Currently I'm looking at a situation where an application gets stuck while two distinct instances of std::unique_lock
in two separate threads simultaneously "own" a lock on the same std::mutex
. Owning in this case means that owns_lock()
returns true
for both locks. I'm trying to make sense of this situation, which as far as I understand should not be possible. Upon inspection with gdb I found that while _M_owns
property is true
for both locks, simultaneously the __lock
, __count
and __owner
properties of the associated std::mutex
are zero.
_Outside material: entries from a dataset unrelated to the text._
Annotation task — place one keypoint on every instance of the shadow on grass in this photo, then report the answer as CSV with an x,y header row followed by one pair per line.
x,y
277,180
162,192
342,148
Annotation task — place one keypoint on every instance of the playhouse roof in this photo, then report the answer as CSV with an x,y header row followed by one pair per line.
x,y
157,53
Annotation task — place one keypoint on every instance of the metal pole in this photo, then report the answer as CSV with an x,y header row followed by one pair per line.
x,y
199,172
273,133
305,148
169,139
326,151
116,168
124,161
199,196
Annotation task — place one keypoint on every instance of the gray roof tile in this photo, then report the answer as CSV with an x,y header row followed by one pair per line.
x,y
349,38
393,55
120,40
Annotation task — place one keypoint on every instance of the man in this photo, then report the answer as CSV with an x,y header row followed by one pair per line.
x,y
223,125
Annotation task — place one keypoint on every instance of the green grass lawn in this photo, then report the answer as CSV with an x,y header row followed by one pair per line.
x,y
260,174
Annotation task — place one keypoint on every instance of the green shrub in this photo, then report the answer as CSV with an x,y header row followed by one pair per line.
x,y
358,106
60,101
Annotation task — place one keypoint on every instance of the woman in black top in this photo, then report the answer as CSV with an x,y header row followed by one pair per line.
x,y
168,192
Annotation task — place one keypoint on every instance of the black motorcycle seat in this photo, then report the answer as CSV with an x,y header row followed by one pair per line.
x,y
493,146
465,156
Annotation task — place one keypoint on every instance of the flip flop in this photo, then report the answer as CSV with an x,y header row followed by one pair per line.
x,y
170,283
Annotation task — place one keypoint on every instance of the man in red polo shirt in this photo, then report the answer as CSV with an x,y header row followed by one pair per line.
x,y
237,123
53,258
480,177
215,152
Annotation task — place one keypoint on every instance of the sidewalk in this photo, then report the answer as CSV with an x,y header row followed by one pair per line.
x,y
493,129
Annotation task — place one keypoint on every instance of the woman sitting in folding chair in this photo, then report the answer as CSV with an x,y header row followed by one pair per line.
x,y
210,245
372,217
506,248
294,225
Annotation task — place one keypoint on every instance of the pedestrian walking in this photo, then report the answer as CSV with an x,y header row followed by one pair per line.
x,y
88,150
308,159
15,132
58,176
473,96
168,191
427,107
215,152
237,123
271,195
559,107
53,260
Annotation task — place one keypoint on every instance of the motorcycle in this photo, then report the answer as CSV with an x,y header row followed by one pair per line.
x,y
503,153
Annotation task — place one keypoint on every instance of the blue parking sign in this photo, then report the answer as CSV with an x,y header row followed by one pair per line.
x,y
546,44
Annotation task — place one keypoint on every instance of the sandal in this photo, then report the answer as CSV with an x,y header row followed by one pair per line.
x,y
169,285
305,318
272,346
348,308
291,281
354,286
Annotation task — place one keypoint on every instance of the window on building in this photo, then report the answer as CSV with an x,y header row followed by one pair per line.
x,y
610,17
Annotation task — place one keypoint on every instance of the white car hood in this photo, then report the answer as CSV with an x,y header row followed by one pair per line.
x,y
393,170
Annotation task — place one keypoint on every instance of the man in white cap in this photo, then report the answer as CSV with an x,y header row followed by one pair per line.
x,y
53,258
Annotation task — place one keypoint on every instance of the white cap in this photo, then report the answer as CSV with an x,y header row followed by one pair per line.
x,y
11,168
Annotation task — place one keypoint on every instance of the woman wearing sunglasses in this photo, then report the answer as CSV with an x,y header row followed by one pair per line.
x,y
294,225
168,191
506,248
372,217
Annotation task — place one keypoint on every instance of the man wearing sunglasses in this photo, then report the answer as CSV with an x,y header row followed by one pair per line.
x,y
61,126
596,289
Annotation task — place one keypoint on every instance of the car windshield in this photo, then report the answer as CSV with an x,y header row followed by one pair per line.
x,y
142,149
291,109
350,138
To give a clear picture I'll go through the situation with gdb step-by-step:
We have two threads, thread 1 and thread 33.
(gdb) info thread
Id Target Id Frame
* 1 Thread 0x7ffff7e897c0 (LWP 66233) "tests" __futex_abstimed_wait_common64 (private=0, cancel=true, abstime=0x0, op=393, expected=0, futex_word=0x612000002f28) at ./nptl/futex-internal.c:57
33 Thread 0x7fffe5ee0640 (LWP 66269) "tests" __futex_abstimed_wait_common64 (private=0, cancel=true, abstime=0x0, op=393, expected=0, futex_word=0x612000002f28) at ./nptl/futex-internal.c:57
Thread 1 and thread 33 each have their own instance l
of std::unique_lock
(0x7fffffffd240
, 0x7fffe5edf8c0
) and access to class members vec
(std::vector
, 0x612000002fb0
), m (std::mutex
, 0x612000002ed8
), cv
(std::condition_variable
, 0x612000002f00
) which are shared between both threads.
(gdb) select 5
(gdb) p &m
$14 = (std::mutex *) 0x612000002ed8
(gdb) p &cv
$15 = (std::condition_variable *) 0x612000002f00
(gdb) p &vec
$16 = (std::__debug::vector<std::shared_future<void>, std::allocator<std::shared_future<void> > > *) 0x612000002fb0
(gdb) p &l
$17 = (std::unique_lock<std::mutex> *) 0x7fffffffd240
(gdb) t 33
[Switching to thread 33 (Thread 0x7fffe5ee0640 (LWP 67477))]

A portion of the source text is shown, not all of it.